I have a legacy project which take a huge amount of data from STDIN and process it line by line in a perl script. The line order is not important. This is taking very long so I want to make it in parallel.
After a bit of research I found Parallel::Loops
which seems suitable but I can't get it working because $_
is empty. My code is:
#Initialize all vars etc
$pl->while ( sub { <STDIN> }, sub {
print $_ # but $_ is empty
}
Other ways of reading from STDIN ir parallel are wellcome too.
Update:
After all the help that I received I could manage some working piece of code, thank you. I'm going to do a brief abstract. To clarify:
This is a kind of parser, it has more than 3000 lines with regex and conditions which were auto generated.
The input that I use for testing is a POS tagged text, there are 1071406 lines in this file.
My hardware is: SSD disc, mid range i5 last gen and 8gb RAM DDR4.
Conclusions:
- As the comments suggested IO operations make my script slow.

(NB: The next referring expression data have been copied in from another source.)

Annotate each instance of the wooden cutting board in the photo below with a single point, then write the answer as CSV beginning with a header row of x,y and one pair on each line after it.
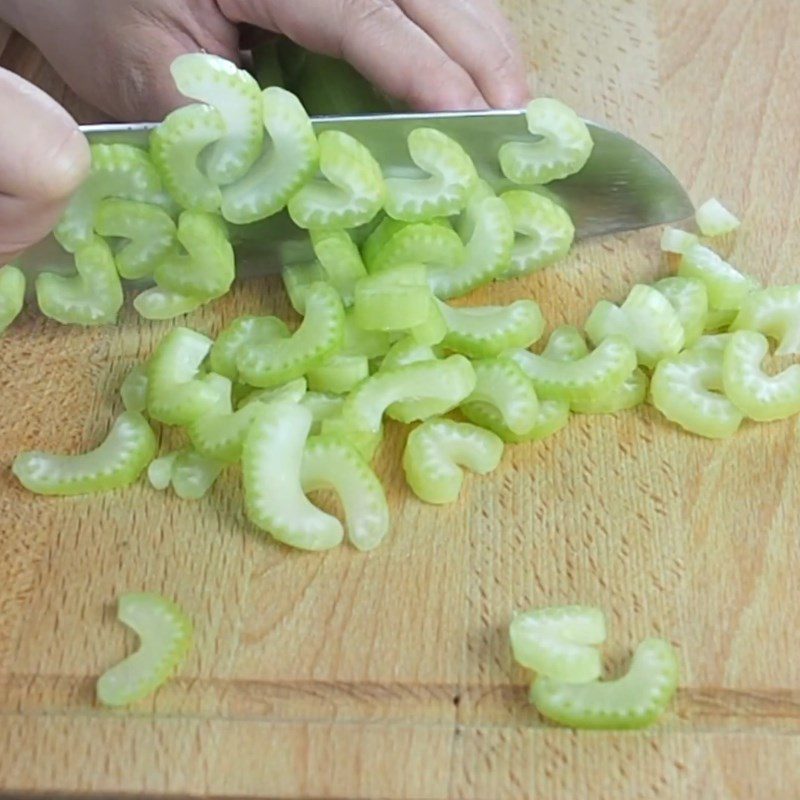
x,y
388,675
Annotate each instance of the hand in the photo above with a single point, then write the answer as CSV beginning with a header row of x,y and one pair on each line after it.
x,y
43,159
432,54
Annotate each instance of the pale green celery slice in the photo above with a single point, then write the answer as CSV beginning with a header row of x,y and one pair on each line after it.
x,y
128,448
444,192
560,642
647,320
595,375
330,462
544,232
775,312
287,162
175,147
351,193
148,231
235,94
714,219
689,298
165,635
633,701
240,335
760,396
563,148
91,297
118,170
12,294
727,287
177,391
437,450
272,460
687,389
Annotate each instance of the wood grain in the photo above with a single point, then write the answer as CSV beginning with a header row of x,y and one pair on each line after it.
x,y
388,675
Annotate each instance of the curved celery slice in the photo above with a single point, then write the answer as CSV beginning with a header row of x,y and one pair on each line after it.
x,y
149,232
647,320
118,170
117,462
687,388
760,396
92,297
332,463
235,94
437,450
352,192
272,459
775,312
563,148
489,330
451,178
165,635
286,164
633,701
560,642
319,335
544,232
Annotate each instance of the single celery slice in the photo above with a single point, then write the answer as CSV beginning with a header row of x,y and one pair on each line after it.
x,y
235,94
633,701
271,468
560,642
352,192
451,178
286,164
687,388
117,462
563,148
319,335
647,320
118,170
175,147
92,297
437,450
544,232
330,462
147,229
714,219
760,396
165,635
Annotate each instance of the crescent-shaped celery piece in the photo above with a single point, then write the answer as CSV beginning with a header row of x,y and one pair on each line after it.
x,y
289,159
437,450
351,193
91,297
272,460
117,462
563,146
633,701
451,176
165,635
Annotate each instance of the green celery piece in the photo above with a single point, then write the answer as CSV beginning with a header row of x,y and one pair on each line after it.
x,y
351,193
165,635
560,642
437,450
91,297
633,701
760,396
564,146
235,94
287,163
272,459
330,462
117,462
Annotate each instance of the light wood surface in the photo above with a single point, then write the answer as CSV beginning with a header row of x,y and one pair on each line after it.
x,y
388,675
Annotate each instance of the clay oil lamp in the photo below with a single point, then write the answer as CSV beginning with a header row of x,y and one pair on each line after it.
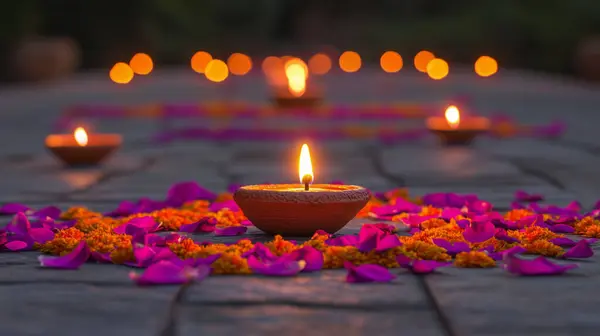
x,y
452,129
298,93
81,148
298,210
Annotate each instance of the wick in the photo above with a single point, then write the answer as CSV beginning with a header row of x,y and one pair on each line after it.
x,y
306,179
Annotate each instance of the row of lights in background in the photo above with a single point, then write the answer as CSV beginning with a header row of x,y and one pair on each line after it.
x,y
320,64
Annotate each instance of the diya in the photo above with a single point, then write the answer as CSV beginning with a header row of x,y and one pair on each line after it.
x,y
454,130
81,148
297,94
299,210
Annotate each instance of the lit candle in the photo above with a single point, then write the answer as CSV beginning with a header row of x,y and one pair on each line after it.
x,y
301,209
81,148
454,129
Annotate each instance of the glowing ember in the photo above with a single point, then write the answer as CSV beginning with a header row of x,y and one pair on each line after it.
x,y
452,116
296,76
80,136
305,166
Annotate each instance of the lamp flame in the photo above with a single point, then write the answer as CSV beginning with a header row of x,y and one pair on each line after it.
x,y
452,116
296,76
305,166
80,136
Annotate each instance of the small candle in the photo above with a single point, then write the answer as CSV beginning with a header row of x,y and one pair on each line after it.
x,y
454,129
301,209
81,148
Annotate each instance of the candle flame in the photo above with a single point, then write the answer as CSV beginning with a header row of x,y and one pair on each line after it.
x,y
452,116
305,166
80,136
296,76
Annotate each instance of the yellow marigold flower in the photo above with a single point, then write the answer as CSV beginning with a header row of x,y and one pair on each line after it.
x,y
474,259
544,248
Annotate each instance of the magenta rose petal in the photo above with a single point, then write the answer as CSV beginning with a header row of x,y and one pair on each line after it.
x,y
73,260
165,272
231,231
368,273
16,245
581,250
427,266
280,267
537,266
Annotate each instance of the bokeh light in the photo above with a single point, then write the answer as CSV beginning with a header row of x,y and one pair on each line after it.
x,y
437,68
216,71
319,64
422,58
121,73
200,60
141,64
486,66
350,61
391,62
239,64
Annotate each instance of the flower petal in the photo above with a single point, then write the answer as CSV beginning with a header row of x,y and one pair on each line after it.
x,y
581,250
537,266
231,231
73,260
367,273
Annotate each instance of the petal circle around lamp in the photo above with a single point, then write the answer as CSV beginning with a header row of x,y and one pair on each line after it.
x,y
454,129
299,210
81,148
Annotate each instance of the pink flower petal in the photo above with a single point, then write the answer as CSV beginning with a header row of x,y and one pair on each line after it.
x,y
73,260
167,273
367,273
231,231
537,266
581,250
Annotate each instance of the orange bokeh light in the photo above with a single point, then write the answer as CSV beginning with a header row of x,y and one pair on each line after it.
x,y
216,71
239,64
141,64
121,73
319,64
422,58
200,60
391,62
437,69
486,66
350,61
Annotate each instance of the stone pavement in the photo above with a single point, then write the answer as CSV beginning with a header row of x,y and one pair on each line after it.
x,y
100,299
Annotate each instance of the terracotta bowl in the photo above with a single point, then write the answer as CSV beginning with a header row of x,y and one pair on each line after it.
x,y
282,98
289,210
98,148
469,129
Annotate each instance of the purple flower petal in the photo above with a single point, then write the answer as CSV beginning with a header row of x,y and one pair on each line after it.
x,y
311,256
562,228
13,208
367,273
165,272
427,266
479,232
204,225
73,260
231,231
581,250
16,245
537,266
280,267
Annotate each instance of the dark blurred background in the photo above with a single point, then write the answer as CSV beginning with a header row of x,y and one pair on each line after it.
x,y
58,36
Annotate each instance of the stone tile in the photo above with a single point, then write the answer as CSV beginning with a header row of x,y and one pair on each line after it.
x,y
493,302
82,309
273,320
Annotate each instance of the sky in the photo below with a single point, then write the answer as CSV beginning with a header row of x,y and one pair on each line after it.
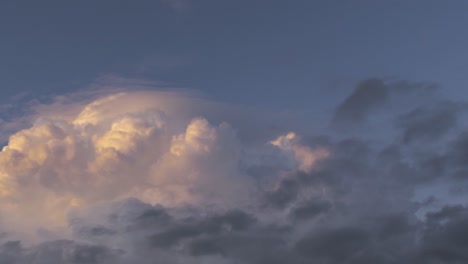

- All the suggestion resulted in improvements, specially the ones including processing bunch of lines instead of line by line.
- Answers contain very useful implementation of threading for future work.
- Framework Parallel::ForkManager introduce a lot of lag in the execution time. I always kill the script after 5min, since the script without parallelism takes about 6.
- Framework Parallel::Loops introduce a little improvement. The script takes about 3min to finish.
- Using GNU parallel is the easy way of optimizing.
- Using the package Threads I got the best time, 1min45secs but it is very close to GNU parallel so it's on you giving it a try, and making the effort of porting the code.
- Using the thread package as in the @ikegami answer reading bunch of lines, times were the same as the times got applying the @tanktalus solution, which read line by line.
Finally, I'm going with the @ikegami solution, which I think that will be better when the amount of data increase. I adjust the amount of lines to process to 100.000 because it gets better results than 10.000, for instance. This difference is matter of 8 secs aprox.
Next natural step is writting everything to files instead of using the STDOUT, I hope this helps to reduce the time a little bit more.